Translation and the Construction
of Identity: Abstracts
Date: 12-14 August 2004
Venue: Sookmyung Women's University, Seoul, Korea
Panel 4: Translation and the Construction of Gendered Identity
Intercultural Histories of Cultural Identity: The Case for Sexuality
Keith Harvey Centre for Translation and Intercultural Studies,
University of Manchester, UK
Although some work in lesbian and gay studies recognises that representations,
theories and models of gender and sexual identity/community developed in one
cultural area may traverse national-linguistic boundaries and exercise an
important influence in foreign cultural spaces, this work often operates with
the model of the (liberating) influence of Western discourses on the practices
of homosexuality in the ‘developing’ world. (Indeed, this is sometimes further
mapped onto a universalising – transhistorical and transcultural – view of
homosexual identity and practice.)
To date, little sustained work has been done on the multiple ways in which
representations, theories and models of sexuality develop through intercultural
processes,nor indeed on the manner in which negotiations with rival
conceptualisations of sexuality operating actively within ‘the West’ are
themselves often realised through interculturality. Such research would present
multiple processes of exchange (human, textual, institutional, etc) between
cultures as centrally important to an understanding of the prevalent regimes of
cultural identity in a cultural setting at any given moment. It would also
emphasise how such exchange involves active and transformative processes.

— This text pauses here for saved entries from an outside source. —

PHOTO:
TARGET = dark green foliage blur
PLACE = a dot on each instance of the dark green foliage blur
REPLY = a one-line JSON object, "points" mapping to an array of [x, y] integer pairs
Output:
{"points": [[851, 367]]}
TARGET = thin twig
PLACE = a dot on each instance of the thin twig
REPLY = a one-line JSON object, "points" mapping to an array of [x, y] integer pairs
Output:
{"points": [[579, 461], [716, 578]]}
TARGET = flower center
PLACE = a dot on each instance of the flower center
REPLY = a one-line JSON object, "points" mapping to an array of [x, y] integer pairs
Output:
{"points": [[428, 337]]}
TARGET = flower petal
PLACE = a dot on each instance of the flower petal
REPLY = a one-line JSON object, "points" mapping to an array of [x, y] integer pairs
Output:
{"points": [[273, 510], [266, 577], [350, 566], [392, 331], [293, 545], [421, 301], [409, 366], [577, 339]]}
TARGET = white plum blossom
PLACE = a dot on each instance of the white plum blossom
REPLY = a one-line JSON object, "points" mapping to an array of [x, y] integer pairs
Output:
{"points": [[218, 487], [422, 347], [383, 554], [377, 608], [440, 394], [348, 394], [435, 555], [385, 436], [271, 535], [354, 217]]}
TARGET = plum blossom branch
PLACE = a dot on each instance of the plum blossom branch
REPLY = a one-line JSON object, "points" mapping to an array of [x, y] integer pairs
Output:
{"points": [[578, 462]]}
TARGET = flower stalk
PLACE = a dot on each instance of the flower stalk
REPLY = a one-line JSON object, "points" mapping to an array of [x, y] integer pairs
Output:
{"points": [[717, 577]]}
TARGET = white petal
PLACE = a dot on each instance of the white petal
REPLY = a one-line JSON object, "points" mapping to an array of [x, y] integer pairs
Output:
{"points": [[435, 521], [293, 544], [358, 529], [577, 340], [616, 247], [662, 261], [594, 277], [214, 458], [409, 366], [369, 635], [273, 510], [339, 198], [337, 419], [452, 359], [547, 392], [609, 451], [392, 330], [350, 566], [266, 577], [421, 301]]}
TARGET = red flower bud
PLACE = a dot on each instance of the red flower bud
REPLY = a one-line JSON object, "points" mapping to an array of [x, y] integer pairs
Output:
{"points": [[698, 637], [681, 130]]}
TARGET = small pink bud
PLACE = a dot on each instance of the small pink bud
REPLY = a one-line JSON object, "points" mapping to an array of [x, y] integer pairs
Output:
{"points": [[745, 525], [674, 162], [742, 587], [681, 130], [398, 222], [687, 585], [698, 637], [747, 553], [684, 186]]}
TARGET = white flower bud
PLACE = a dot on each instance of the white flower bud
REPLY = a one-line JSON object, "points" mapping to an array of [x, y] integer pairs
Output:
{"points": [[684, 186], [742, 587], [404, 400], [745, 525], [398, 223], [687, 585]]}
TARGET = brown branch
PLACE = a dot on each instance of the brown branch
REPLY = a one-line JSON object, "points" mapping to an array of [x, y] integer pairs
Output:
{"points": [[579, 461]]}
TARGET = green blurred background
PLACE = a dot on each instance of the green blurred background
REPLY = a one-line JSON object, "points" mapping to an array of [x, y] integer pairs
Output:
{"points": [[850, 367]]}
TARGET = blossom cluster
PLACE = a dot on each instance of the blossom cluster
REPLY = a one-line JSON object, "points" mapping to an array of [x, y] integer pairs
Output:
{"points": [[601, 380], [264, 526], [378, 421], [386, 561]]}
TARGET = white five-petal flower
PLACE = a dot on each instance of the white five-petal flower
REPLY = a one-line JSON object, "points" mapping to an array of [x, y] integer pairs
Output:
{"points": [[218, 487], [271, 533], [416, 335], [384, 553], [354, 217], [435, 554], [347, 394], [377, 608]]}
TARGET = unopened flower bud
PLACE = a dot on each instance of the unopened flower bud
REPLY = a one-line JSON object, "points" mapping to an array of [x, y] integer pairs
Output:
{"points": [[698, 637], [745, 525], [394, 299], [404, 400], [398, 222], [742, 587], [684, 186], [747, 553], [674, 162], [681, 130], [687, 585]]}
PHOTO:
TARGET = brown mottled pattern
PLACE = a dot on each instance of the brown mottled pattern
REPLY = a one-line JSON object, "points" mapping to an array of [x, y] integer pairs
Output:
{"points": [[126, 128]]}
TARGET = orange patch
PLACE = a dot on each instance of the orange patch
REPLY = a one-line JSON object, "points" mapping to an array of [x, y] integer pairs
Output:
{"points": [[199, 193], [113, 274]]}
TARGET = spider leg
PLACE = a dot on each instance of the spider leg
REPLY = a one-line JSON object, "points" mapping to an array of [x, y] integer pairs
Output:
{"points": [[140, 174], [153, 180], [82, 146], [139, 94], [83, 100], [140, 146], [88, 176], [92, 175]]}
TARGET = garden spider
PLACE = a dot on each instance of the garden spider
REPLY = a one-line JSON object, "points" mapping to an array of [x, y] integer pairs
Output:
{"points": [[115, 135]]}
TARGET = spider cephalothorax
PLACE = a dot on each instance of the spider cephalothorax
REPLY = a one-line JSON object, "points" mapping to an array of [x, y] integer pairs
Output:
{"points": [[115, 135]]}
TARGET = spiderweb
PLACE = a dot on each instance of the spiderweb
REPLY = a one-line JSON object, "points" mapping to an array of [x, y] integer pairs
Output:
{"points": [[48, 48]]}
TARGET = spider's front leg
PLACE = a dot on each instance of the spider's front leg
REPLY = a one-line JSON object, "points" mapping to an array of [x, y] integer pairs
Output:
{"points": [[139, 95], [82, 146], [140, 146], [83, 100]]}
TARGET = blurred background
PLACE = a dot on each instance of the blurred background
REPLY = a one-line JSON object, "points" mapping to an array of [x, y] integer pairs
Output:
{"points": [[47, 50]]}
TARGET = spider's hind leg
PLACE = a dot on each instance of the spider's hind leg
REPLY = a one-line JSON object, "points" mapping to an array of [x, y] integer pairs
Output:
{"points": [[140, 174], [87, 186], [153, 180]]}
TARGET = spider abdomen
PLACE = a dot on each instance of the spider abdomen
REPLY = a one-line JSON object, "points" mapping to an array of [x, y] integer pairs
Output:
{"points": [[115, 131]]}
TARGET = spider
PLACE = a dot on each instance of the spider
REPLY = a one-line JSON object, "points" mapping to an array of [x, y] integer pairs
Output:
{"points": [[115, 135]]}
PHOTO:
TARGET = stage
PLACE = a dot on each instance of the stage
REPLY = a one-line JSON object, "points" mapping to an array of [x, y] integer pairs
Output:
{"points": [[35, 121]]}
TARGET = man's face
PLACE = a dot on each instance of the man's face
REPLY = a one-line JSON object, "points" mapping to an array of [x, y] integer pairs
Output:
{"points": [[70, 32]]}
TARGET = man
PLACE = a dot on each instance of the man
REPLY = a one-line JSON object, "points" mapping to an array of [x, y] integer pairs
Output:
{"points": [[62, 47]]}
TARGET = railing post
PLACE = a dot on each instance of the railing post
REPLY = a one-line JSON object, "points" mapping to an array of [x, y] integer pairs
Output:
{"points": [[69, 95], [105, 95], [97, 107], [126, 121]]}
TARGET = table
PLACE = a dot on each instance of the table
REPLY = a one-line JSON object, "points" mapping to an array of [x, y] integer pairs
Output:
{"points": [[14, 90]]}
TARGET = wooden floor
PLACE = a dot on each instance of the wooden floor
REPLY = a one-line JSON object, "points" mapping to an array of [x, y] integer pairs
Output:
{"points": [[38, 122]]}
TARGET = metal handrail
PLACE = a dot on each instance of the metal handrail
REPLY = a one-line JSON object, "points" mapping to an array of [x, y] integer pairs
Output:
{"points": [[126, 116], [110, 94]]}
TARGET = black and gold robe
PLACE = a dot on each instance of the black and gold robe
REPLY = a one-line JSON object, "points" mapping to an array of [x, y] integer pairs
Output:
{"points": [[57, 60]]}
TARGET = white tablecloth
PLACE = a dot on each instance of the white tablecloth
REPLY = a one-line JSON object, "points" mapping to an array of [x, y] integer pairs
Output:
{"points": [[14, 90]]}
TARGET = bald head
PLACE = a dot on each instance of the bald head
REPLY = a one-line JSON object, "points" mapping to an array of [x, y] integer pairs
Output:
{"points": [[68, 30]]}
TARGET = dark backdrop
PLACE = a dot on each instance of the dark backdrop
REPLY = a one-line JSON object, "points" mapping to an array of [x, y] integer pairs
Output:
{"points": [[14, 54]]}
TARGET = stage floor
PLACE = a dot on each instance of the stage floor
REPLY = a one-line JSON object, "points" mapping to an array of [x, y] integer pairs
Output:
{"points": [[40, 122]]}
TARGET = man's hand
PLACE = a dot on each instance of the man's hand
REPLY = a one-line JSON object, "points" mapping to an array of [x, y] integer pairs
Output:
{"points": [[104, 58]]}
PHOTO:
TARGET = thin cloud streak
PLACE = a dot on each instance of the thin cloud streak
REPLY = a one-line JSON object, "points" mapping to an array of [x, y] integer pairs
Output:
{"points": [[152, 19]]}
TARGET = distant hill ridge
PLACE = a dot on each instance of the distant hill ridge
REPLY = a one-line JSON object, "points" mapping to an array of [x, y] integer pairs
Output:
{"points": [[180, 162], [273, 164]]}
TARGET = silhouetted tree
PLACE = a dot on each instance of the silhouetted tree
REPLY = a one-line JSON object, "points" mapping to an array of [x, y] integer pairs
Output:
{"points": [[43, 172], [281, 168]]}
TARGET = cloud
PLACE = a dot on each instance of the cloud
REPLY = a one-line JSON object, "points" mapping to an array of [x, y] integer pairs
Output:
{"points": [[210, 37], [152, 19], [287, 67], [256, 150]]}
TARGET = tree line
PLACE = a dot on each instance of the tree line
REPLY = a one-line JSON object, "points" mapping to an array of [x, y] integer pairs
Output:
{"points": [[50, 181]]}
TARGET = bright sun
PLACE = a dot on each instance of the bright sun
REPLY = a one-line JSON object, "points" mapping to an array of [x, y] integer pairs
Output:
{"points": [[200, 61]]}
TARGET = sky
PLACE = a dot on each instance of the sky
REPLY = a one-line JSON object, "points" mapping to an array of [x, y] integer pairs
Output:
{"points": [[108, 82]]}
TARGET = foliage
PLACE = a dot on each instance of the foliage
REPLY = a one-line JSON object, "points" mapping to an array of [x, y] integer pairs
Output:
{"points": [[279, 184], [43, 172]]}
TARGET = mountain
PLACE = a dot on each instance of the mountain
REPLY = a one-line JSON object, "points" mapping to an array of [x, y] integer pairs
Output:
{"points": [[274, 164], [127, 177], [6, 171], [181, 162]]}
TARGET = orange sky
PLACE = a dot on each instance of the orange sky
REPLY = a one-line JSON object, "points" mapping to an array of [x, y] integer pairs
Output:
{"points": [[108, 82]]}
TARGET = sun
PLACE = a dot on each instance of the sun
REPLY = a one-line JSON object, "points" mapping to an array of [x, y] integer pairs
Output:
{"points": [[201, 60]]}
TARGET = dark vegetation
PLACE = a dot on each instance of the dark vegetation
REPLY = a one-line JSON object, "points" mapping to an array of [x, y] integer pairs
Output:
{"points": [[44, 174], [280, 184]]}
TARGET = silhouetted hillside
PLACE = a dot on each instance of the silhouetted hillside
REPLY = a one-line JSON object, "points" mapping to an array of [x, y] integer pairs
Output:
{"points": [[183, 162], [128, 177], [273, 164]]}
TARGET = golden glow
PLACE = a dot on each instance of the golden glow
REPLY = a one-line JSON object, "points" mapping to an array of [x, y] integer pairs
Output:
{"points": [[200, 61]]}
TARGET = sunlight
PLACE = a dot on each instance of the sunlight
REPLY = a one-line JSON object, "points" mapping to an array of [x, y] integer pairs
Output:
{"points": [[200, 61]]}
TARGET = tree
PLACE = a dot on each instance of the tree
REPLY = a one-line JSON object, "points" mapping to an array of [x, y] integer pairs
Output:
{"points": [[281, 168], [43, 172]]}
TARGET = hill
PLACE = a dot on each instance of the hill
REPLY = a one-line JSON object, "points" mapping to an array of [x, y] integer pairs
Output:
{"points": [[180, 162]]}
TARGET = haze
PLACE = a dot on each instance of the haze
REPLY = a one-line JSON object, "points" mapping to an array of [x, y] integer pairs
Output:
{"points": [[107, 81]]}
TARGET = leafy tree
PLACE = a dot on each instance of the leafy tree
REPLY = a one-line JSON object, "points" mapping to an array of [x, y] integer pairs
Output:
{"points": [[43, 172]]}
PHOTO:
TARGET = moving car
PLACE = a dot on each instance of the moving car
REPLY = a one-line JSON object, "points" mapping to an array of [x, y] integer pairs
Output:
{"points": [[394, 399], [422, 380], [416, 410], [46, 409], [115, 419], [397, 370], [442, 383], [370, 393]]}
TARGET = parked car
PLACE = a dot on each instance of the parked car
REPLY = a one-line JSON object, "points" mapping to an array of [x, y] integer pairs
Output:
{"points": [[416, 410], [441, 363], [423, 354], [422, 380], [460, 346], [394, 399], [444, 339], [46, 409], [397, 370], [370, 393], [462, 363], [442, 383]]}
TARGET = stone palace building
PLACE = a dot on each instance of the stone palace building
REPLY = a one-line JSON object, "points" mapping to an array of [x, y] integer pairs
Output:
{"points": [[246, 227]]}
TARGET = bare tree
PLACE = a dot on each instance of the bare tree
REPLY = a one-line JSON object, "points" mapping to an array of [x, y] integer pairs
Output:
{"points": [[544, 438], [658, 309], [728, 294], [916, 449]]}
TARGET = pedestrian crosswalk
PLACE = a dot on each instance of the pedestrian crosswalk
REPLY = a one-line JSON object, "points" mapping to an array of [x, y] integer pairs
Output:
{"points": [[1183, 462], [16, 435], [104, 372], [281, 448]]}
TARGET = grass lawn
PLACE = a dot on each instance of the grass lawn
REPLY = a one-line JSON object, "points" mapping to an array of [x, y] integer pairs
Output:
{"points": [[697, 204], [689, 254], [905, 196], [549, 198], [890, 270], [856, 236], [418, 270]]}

Although not an exclusive focus, translation and translations would occupy a
central position in an intercultural studies of this type.
This paper argues the case for intercultural history in lesbian/gay studies by
examining the French fascination in the 1970s with the model of gay emancipation
in the United States. This fascination is characterised by a dynamic of
attraction, assimilation, transformation and rejection. Key figures involved in
these debates include translators, academics, and activists, such as
Alain-Emmanuel Dreuilhe, Michel Foucault, Guy Hocquenhem, Brice Mathieussent,
Philippe Mikriamnos and Georges-Michel Sarotte – many of whom lived out the
translational pressures of the time through various types of physical (as well
as textual) displacement into the foreign space. More broadly, the paper
envisages using translation and translatedness as the paradigm case for all
sorts of intercultural traffic while also intimating the possibility of an
intercultural studies predicated upon a vision of cultural space as necessarily
traversed and constituted by (mis)recognitions of cultural others.